Ocorre que, com menos precipitações que o necessário, a semeadura de soja de verão, que está em curso, está caminhando lentamente, o que tende a atrasar a colheita da oleaginosa e, assim, o plantio do milho na sequência.

Embora ainda seja cedo para estimar o alcance do problema, grandes produtores de Mato Grosso, Estado que lidera a colheita nacional de soja e milho, já estão preocupados em não conseguir plantar a extensão do cereal planejada.

"Ainda não podemos dizer que a falta de chuva vai prejudicar a produtividade de soja, mas a área da safrinha de milho está comprometida", disse Rodrigo Pozzobon, produtor de Sorriso (MT), no médio-norte do Estado, região responsável por cerca de 30% da produção mato-grossense.

Segundo o agricultor, a área de soja plantada até 20 de outubro é a que poderá receber, posteriormente, a segunda safra de milho ainda durante a "janela climática "ideal" – com chuvas para o desenvolvimento do cereal. "Mas não conseguimos plantar a soja que tínhamos planejado. Comprei semente de milho e devo perder".

Para o agrometereologista Marco Antonio dos Santos, da Rural Clima, ainda é prematuro apostar em produção de milho menor que a projetada. "A janela ideal para o plantio do milho safrinha em Mato Grosso vai de 20 de janeiro a 20 de fevereiro. Essa janela ficará apertada, mas há a possibilidade de as chuvas se estenderem neste ano", avaliou.

Santos disse que a irregularidade de chuvas no início do plantio de soja pode ter gerado a necessidade de replantio pontual em áreas em Mato Grosso do Sul, Mato Grosso e Goiás. Até agora, porém, esse movimento não é expressivo.

Até a sexta-feira, segundo dados do Instituto Mato-grossense de Economia Agropecuária (Imea), a semeadura de soja havia chegado a 25,8% dos 9,4 milhões de hectares esperados para o ciclo 2017/18, abaixo da média para o período (30%). A projeção do Imea, ligado à Federação da Agricultura e Pecuária do Estado de Mato Grosso (Famato), é que a colheita estadual da oleaginosa alcance 30,5 milhões toneladas no ciclo 2017/18, 2,08% a menos que em 2016/17.

"Há um atraso, mas não deve trazer perda de produtividade de soja e há previsão de chuvas com volume significativo para o fim de semana", avaliou Ana Luiza Lodi, analista da INTL FCStone.

Endrigo Dalcin, presidente da Associação dos Produtores de Soja e Milho de Mato Grosso (Aprosoja-MT), lembrou que havia uma previsão de regularização das chuvas no Estado na segunda quinzena deste mês, que não se concretizou. "Seguramente, a nossa safrinha de milho vai ficar estrangulada".

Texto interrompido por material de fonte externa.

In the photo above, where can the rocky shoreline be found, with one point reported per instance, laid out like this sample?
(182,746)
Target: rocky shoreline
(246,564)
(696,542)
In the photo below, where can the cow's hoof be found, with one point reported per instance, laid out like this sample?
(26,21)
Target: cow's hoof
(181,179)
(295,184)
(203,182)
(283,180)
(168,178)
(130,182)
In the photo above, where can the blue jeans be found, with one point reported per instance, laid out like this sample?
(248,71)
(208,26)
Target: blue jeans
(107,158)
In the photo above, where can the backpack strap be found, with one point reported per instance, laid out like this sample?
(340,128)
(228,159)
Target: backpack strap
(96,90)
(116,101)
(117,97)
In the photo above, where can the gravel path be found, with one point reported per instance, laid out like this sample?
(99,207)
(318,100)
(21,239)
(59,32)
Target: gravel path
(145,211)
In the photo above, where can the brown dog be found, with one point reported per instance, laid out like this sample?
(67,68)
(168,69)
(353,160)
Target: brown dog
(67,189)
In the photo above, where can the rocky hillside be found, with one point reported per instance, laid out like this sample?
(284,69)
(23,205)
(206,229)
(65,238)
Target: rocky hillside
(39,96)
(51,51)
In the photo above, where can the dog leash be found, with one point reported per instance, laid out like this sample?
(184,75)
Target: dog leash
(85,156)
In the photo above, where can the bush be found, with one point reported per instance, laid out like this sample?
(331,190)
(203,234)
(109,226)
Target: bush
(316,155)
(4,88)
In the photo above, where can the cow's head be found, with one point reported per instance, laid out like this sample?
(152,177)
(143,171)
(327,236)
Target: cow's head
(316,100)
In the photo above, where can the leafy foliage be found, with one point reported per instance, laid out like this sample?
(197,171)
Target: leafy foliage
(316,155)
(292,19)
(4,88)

Segundo a analista da INTL FCStone, "esse estrangulamento", além de trazer uma diminuição da área de milho inverno, poderá, sim, elevar o risco da safra. "Se houver um veranico num momento importante do desenvolvimento, uma parte maior da produção será afetada", disse.

No Paraná o plantio não está atrasado – 51% da previsão de 5,435 milhões de hectares -, mas o risco é que temperaturas mais baixas alonguem o ciclo, o que também pode prejudicar a produção de milho no Estado. "As temperaturas, de fato, caíram, mas ainda é muito difícil dizer se esse quadro se manterá", ponderou Ana Luiza.